VoxGov | eDesiderata

CRL Status:

Expired Offer

Feedback:

0 User comments 0 0

CRL licensing and community input features are only available with a CRL member login.

If your institution is a CRL Member please:

Overview

VoxGov, first launched for subscription access in January 2014, is a unique “discovery platform” which aggregates a broad range of official and ephemeral information resources issued by individual representatives and organizations from all branches of the U.S. Federal Government, and links that content to publicly accessible government documentation. It is an online subscription-based service primarily used for Political Science and Public Policy research.

VoxGov's 62M documents come from approximately 8500 sources and located from across 600,000 + website locations, including approximately 45,000 unique government web locations as well as social media sites of government representatives and agencies. The provider facilitates continuous daily indexing, and cache web content including “information that is no longer retrievable.” VoxGov assert that many governmental press releases, as well as social media posts, have “never before been aggregated, much less collected in real-time.”

Provider

voxgov

May 31, 2024 4:27pm

Details

Subject Areas

Social Sciences

Resource Types

Archival materials

Correspondence

Government publications

Major Languages

CRL Review

Collection Content

First launched in January 2014, VoxGov is a discovery platform that aggregates a broad range of official and ephemeral information resources issued by individual representatives and organizations from all branches of the U.S. Federal Government, and links that content to publicly accessible government documentation. VoxGov harvests content in "real-time" through continuous indexing and caches web content for discovery, retaining information that may no longer be online.

According to the provider, the "Elections" section of the platform was highly used during the 2016 Presidential election.
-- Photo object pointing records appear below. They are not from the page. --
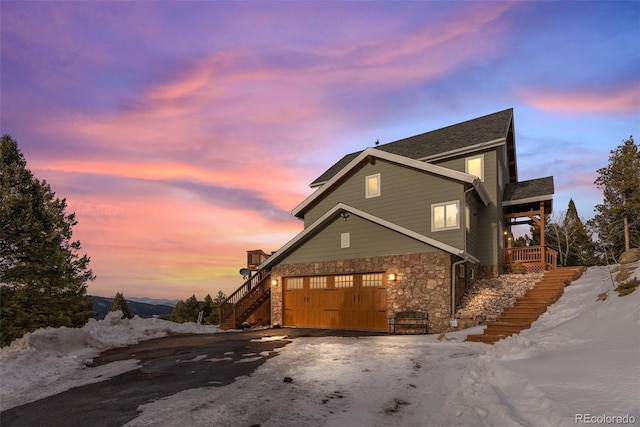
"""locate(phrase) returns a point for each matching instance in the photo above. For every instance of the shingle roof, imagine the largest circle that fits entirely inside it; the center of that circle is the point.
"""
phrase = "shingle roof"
(532, 189)
(451, 138)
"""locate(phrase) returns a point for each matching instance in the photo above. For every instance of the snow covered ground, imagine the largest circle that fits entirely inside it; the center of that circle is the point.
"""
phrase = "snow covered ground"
(579, 363)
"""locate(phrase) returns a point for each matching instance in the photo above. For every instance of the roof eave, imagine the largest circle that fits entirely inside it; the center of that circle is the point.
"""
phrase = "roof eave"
(337, 209)
(416, 164)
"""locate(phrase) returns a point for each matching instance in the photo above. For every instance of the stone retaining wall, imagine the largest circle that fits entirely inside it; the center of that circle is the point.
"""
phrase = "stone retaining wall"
(423, 282)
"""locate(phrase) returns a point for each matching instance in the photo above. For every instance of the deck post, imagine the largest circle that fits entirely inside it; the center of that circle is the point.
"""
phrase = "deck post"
(544, 248)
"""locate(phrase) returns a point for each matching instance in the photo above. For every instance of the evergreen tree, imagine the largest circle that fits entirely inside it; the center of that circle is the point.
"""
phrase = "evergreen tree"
(119, 303)
(567, 234)
(43, 279)
(617, 221)
(186, 311)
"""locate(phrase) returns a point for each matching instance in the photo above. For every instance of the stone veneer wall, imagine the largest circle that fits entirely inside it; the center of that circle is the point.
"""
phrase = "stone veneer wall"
(488, 272)
(423, 282)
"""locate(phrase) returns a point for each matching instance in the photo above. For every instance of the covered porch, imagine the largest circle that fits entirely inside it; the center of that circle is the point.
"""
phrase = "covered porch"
(527, 203)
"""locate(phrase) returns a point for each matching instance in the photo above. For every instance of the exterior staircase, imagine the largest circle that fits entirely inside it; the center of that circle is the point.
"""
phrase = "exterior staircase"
(529, 307)
(237, 308)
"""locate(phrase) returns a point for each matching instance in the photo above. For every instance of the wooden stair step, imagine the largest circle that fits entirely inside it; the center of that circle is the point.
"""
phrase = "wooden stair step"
(515, 317)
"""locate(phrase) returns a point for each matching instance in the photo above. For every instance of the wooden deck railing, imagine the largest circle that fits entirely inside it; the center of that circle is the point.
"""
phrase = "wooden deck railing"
(244, 298)
(534, 258)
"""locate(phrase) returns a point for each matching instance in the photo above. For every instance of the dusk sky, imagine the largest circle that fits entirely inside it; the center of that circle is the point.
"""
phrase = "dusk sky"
(183, 133)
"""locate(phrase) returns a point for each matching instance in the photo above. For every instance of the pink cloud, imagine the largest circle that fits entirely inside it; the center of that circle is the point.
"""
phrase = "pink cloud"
(619, 100)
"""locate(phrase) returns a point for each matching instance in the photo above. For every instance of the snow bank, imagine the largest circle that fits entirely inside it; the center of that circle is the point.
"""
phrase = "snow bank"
(38, 364)
(580, 358)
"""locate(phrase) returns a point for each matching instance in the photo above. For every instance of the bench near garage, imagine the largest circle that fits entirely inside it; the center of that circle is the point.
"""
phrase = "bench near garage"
(409, 322)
The Provider has confirmed that the VoxGov Election tools will be available during the 2020 Presidential Primaries and the 2020 Presidential election.

Content Sources

As of 2020, VoxGov represents that it aggregates and indexes information from over 8500 sources and is located from across 600,000 + website locations, including approximately 45,000 unique government web locations as well as social media sites of government representatives and agencies. According to the provider, content is updated 24 hours a day, 7 days a week.

VoxGov harvests content from all three branches of the Federal government. For legislative content, VoxGov indexes official congressional representative websites and "release sites" (press releases, speeches, testimony, articles and editorial statements), as well as commentary posted by their offices on over 2,000 social media sites (Facebook, Twitter, and YouTube). Executive content includes release sites (news, announcements, reports) and social media from the executive office, cabinet, departments and agencies such as the Department of State, Defense, U.S. embassies, etc. VoxGov also indexes judicial and regulatory information disseminated by various other federal government bodies, as well as autonomous bodies such as the Voice of America and U.S. political parties.
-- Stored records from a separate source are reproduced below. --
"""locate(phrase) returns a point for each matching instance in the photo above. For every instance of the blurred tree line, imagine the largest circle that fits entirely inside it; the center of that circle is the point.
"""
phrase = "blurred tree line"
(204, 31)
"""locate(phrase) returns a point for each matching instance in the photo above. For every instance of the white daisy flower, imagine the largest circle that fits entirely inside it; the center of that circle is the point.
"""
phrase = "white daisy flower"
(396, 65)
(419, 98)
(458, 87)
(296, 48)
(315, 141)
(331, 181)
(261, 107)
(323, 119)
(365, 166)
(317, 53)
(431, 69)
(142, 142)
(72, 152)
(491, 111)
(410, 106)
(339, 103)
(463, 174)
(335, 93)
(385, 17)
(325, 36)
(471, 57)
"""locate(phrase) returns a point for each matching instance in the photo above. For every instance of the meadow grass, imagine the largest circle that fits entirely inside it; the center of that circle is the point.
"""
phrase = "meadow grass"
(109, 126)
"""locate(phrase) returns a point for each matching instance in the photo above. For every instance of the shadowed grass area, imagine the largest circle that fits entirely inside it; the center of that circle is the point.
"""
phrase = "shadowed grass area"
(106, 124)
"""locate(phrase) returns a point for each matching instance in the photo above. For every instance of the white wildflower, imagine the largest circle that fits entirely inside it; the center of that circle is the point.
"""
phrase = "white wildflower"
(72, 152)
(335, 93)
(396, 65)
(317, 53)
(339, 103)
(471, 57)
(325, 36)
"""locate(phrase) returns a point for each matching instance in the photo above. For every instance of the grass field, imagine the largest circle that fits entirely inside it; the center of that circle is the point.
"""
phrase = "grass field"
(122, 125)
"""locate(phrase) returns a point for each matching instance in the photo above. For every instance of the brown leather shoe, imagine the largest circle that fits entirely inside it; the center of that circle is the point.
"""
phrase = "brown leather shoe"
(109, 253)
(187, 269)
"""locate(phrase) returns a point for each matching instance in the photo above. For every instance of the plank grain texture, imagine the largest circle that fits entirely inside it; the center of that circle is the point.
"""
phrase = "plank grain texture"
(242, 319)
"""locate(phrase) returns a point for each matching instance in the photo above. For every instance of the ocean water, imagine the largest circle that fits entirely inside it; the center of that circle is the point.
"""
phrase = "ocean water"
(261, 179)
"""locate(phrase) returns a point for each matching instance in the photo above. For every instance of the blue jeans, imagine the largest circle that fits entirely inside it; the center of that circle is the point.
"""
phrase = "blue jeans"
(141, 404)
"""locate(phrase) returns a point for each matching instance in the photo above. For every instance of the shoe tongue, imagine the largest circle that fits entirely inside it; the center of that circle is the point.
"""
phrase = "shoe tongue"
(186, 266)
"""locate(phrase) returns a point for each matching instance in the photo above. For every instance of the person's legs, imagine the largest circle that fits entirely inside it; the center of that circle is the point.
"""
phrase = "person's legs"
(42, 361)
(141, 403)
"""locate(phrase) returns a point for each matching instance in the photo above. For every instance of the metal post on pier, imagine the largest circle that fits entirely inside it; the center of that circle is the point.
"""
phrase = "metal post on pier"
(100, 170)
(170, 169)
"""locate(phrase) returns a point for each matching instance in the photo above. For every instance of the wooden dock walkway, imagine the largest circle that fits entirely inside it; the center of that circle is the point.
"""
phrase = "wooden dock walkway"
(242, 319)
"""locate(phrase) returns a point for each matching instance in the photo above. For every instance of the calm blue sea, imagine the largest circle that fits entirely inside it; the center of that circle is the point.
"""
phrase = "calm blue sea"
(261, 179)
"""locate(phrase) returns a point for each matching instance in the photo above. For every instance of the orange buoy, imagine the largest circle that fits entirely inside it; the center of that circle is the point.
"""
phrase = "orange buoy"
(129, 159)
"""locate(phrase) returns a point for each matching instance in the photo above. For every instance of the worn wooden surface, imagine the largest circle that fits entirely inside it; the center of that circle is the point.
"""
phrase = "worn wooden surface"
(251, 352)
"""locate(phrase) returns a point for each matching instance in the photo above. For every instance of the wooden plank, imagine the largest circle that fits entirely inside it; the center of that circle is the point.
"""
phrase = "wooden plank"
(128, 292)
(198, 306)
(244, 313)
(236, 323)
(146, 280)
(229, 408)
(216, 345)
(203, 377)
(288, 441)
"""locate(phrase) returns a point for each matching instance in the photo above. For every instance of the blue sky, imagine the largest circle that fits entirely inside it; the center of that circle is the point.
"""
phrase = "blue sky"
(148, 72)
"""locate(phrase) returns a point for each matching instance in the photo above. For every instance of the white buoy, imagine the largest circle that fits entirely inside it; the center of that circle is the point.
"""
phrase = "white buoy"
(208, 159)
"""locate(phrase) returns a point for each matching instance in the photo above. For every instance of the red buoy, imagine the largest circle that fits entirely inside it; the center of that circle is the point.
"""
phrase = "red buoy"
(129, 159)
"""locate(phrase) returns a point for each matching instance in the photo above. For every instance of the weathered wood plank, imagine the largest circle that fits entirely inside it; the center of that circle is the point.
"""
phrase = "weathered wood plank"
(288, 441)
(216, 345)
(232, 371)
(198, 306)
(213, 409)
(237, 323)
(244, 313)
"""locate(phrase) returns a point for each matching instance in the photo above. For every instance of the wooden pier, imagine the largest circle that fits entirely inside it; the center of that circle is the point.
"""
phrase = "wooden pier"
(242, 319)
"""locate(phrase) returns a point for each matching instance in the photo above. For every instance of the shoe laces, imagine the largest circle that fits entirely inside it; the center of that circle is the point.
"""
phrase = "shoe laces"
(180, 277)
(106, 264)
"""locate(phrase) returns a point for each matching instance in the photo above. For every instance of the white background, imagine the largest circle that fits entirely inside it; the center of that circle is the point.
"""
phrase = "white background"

Additionally the service indexes official documents such as the Congressional Record, Congressional Research Service reports, the Federal Register, legislation (bills, amendments, resolutions, etc.), and congressional documents (including testimony transcripts and committee reports). VoxGov has estimated that these primary source documents--already widely available elsewhere--represent less than 10% of VoxGov indexed content (2.2 million document files out of an estimated 30 million documents).¹ Results from these sources are reported in line with the other collected material, enabling users to track commentary and official responses to issues during all phases of the political, legislative and regulatory process. VoxGov links out to some of these sources on external platforms, including open access content on congress.gov. Federal Register content is gathered from GPO.gov, with public inspection documents from FederalRegister.gov.
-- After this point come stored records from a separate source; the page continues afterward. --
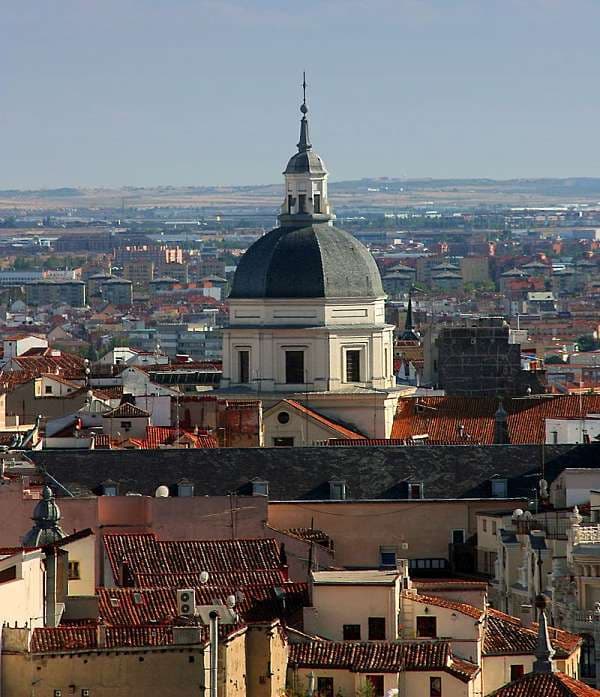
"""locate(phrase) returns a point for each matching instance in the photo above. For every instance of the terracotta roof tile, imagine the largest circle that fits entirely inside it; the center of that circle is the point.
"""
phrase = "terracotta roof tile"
(546, 684)
(505, 635)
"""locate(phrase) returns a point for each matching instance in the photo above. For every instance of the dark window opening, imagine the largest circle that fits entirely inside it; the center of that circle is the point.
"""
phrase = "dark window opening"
(517, 671)
(377, 628)
(244, 366)
(294, 367)
(325, 687)
(435, 687)
(352, 366)
(426, 627)
(376, 684)
(351, 632)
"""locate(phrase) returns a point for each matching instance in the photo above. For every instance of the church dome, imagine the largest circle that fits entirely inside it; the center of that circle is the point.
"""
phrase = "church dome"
(317, 261)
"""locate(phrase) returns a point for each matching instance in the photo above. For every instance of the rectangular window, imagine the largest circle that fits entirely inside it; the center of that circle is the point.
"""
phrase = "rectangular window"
(458, 537)
(435, 687)
(353, 366)
(351, 632)
(517, 670)
(376, 628)
(325, 687)
(426, 627)
(376, 682)
(73, 571)
(294, 367)
(244, 367)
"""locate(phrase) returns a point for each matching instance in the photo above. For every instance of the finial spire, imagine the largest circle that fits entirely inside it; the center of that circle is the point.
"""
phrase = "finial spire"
(543, 650)
(304, 142)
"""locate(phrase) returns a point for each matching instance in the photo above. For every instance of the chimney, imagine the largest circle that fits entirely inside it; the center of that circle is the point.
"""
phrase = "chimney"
(526, 615)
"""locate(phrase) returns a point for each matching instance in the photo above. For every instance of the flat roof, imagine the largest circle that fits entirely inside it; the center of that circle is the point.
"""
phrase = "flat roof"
(369, 577)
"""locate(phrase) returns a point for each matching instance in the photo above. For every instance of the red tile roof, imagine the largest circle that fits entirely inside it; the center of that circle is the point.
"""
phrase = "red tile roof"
(505, 635)
(462, 608)
(442, 417)
(381, 657)
(546, 685)
(144, 553)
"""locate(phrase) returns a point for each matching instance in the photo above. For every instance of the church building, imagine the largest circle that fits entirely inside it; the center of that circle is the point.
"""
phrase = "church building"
(307, 315)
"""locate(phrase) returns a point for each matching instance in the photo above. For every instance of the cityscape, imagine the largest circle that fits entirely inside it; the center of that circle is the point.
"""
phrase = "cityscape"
(298, 436)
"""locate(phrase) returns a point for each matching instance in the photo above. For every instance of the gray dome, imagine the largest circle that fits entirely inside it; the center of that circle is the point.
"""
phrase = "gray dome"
(318, 261)
(305, 161)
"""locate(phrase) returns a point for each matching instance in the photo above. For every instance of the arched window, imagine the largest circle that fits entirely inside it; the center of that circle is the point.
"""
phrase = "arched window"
(587, 662)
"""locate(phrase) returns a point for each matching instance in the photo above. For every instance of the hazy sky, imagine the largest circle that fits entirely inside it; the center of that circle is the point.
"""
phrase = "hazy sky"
(194, 92)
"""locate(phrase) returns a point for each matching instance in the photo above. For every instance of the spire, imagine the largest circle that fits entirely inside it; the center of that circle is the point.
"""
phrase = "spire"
(304, 142)
(543, 650)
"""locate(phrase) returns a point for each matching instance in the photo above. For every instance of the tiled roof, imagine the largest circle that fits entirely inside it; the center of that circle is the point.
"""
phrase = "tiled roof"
(505, 635)
(126, 410)
(145, 554)
(323, 420)
(546, 685)
(381, 657)
(462, 608)
(442, 417)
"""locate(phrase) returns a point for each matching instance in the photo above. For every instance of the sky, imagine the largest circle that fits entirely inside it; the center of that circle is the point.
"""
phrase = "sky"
(206, 92)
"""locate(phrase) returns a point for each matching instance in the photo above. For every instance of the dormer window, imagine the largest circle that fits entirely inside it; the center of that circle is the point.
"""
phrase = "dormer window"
(499, 487)
(260, 488)
(185, 488)
(337, 490)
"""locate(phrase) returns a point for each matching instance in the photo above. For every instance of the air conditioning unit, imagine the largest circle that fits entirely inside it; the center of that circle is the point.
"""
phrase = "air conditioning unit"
(186, 602)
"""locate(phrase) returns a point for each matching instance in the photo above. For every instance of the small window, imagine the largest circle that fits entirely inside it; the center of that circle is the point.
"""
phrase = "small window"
(458, 537)
(426, 627)
(73, 571)
(415, 491)
(388, 558)
(499, 488)
(517, 670)
(351, 632)
(244, 367)
(353, 366)
(260, 488)
(376, 628)
(325, 687)
(376, 682)
(337, 491)
(185, 489)
(294, 367)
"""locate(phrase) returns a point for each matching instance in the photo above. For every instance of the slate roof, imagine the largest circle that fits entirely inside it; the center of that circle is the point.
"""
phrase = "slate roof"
(381, 657)
(442, 417)
(370, 472)
(318, 261)
(505, 635)
(546, 684)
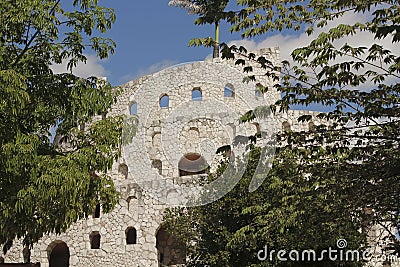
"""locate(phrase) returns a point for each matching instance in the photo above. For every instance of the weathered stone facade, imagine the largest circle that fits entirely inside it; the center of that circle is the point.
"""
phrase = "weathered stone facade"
(165, 134)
Representing the published output of tens of thousands of U.S. Federal Government web locations, the resulting database yields an enormous amount of information. As of February 2019, the platform has indexed more than five million official releases and over 31 million social media posts. VoxGov indicates that more than 20,000 files are added daily.² Content ranges widely in scope, from official statements by congressional representatives on legislation to commentary and "retweets" posted on Twitter. VoxGov applies rigorous indexing to each entry to aid filtering and navigation by source, topic, and content type. There is some redundancy to content as official releases are disseminated and reposted via other channels or as representatives post content to multiple sites. VoxGov does not capture outlinks to other sites.

Chronological Coverage

While the VoxGov platform was first released in 2014, it includes social media posts gathered since at least 2002. VoxGov has also indexed historical documentation from official sites dating back to the 19th century, with the majority of the content falling between 1993 and present day. As new source entities and resource types are added, the developers seek to “include all associated available archives so they remain complete.”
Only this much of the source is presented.